The Interbank Information Network, a blockchain initiative, now has more than 75 of the world’s biggest banks as members as they aim to fend off threats from payment startups.
The Financial Times, citing JPMorgan, reported Société Générale and Santander are among the more than 70 banks that are joining the Interbank Information Network, which JPMorgan, Royal Bank of Canada and ANZ have been testing for 11 months. The idea is to see if blockchain technology can make payments happen faster and with no errors or need for additional compliance. With a mutually accessible ledger, it would enable banks to quickly take care of any issues such as correcting faulty addresses or missing data so that payments are not held up for weeks on end, reported The Financial Times.

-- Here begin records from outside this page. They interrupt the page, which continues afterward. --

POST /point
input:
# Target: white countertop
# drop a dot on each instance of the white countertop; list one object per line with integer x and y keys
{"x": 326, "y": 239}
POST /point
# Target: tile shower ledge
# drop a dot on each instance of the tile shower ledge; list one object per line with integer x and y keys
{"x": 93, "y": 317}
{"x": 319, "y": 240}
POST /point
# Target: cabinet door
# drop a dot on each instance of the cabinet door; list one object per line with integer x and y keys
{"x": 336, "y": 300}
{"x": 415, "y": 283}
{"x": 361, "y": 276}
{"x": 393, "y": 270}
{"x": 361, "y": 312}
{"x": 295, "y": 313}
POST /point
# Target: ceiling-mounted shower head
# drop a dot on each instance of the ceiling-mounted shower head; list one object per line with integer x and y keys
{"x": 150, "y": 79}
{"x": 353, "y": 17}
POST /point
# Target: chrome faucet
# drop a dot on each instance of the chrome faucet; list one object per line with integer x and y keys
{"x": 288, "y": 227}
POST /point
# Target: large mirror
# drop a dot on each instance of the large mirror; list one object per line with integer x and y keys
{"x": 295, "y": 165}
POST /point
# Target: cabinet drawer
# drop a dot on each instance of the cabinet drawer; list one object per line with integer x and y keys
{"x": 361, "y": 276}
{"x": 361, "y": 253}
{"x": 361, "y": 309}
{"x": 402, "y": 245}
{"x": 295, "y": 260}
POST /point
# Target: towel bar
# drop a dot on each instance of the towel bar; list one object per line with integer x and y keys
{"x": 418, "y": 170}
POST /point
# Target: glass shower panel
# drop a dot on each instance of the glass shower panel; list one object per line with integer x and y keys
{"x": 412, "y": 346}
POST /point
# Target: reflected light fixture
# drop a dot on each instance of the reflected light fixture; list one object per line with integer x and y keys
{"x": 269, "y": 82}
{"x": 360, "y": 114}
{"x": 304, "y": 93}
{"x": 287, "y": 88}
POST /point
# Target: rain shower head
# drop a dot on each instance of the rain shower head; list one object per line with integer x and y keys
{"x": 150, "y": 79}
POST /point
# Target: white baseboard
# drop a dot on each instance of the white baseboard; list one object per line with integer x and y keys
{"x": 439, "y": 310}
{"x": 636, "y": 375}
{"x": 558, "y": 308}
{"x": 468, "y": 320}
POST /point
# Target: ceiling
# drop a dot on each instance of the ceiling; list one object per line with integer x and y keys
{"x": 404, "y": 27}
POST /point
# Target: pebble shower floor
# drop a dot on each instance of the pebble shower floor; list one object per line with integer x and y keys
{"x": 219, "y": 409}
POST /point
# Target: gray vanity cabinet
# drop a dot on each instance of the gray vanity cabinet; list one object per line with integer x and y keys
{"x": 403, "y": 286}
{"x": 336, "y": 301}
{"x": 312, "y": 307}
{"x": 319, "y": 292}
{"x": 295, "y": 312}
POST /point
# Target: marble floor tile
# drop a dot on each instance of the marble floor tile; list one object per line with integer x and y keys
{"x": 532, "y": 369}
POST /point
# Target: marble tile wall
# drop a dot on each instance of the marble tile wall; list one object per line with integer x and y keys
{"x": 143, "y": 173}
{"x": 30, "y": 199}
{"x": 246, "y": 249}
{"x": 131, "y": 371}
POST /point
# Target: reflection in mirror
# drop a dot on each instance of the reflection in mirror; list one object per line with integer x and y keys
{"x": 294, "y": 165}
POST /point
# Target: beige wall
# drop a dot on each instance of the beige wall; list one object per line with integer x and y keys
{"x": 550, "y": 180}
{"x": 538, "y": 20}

As it stands, when the payment instructions are missing information or the information is incorrect, the banks have to engage in additional compliance checks and send questions back through the payment chain until they reache the person with the correct information and can send it back after correcting it. Using blockchain, the banks can create a distributed ledger that can be questioned in real time, which means issues could be resolved almost instantaneously. The network also enables peer-to-peer messaging, noted the report. “One of the complaints that the non-banks have been pointing out [relates to] these frictional processes in the existing cross-border payment mechanism,” said Emma Loftus, head of global payments and receivables at JPMorgan Treasury Services, in the report. “Given that things like blockchain are addressing some of these age-old problems, we’re able to solve the problems ourselves.” She said only a small amount of total payment instructions get stopped, but that it can take as long as two weeks for issues to be resolved.
The paper noted the banks plan to put around 14,500 U.S. dollar payments through the system each day. “Payment is one of the segments banks worry most about in terms of ceding to non-bank competition,” Jason Goldberg, banks analyst at JPMorgan, said in the report. “Blockchain is a way to keep more of that (payments business) in-house.”